El tema de la relación Iglesia y política es viejo e ineludible,
porque la Iglesia es una comunidad histórica, y sus miembros lo son
también de la polis. Deben dar a Dios lo Dios y al César lo del César. El manejo
adecuado de este binomio no permite ni exige una precisión a lo físico-matemático,
pues entra en campo del discernimiento moral
y religioso.
El mensaje cristiano tiene que ver de modo necesario y
estrecho con la convivencia social y política; esto lo ha subrayado el Papa Francisco en su
exhortación programática Evangelii
Gaudium, cuyo capítulo IV se titula: Dimensión
social del Evangelio.

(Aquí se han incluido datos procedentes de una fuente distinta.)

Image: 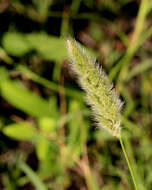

De dicho documento espigaría dos expresiones. La
primera donde afirma que la misión de la Iglesia, la evangelización, “implica y
exige una promoción integral del ser humano. Ya no se puede decir que la
religión debe recluirse en el ámbito privado y que está sólo para preparar las
almas para el cielo. De ahí que la conversión cristiana exija revisar especialmente
todo lo que pertenece al orden social y a la obtención del bien común” (EG
182). La segunda es algo referente a la política; dice que ésta “tan denigrada,
es una altísima vocación, es una de las formas más preciosas de la caridad,
porque busca el bien común” (EG 205).
En cuanto al compromiso de la Iglesia en lo político, ciertos
matices se imponen. La política, entendida
como trabajo por el bien común,
corresponde a la Iglesia en su conjunto y a sus distintos sectores, también,
por tanto, a la jerarquía (obispos, presbíteros y diáconos); pero si se toma el
término como ejercicio del poder político y actuación político-partidista, esa tarea corresponde en propiedad a los laicos
bajo propia responsabilidad. Pero atención: en el bien común se inscribe todo
aquello que toca a la recta, buena y feliz marcha de la polis.
En el Directorio para
el ministerio pastoral de los obispos, documento de la Santa Sede (año
2004) contentivo de indicaciones y normas
para la actividad de dichos pastores, encontramos lo siguiente: “el Obispo está
llamado a ser un profeta de la justicia y de la paz, defensor de los derechos
inalienables de la persona, predicando la doctrina de la Iglesia, en defensa del
derecho a la vida, desde la concepción hasta su conclusión natural, y de la
dignidad humana; asuma con dedicación especial la defensa de los débiles y sea
la voz de los que no tienen voz para hacer respetar sus derechos. Del mismo
modo, el Obispo debe condenar con fuerza todas las formas de violencia y elevar
su voz en favor de quien es oprimido, perseguido, humillado, de los desocupados
y de los niños gravemente maltratados (…) El Obispo será profeta y constructor
incansable de la paz, haciendo ver que la esperanza cristiana está íntimamente
unida con la promoción integral del hombre y de la sociedad” (Directorio 209).
Una y otra vez salen las acusaciones contra los obispos de
que “se están metiendo en política”. En Carta
Abierta al Presidente Chávez” (25 abril 200) ya tuvo oportunidad la
Presidencia del Episcopado Venezolano de responder a lo que el Primer
Mandatario endilgaba en términos destemplados a los obispos de estar haciendo
oposición al Gobierno. Lo argumentos que los obispos exhibieron entonces
correspondía a la línea que ellos debían seguir, y que luego el Directorio citado habría de formular
para el episcopado de toda la Iglesia. Por cierto que a lo anteriormente dicho por el Presidente
Chávez en La Habana de que “la Iglesia
católica en Venezuela era cómplice de la corrupción porque había callado
durante los últimos cuarenta años”, los directivos de la Conferencia Episcopal
recomendaron al Presidente Chávez consultar los dos tomos titulados Compañeros de camino, compilación de los documentos del episcopado
patrio, años 1958-1999.
Los obispos no son oposición al Gobierno, pero por mandato
del Evangelio, obligados moralmente y
siguiendo el Directorio de la Santa
Sede, deben oponerse a todo lo que sea violatorio de los derechos fundamentales
de la persona y de nuestro pueblo. Sobre todo de los más débiles y necesitados.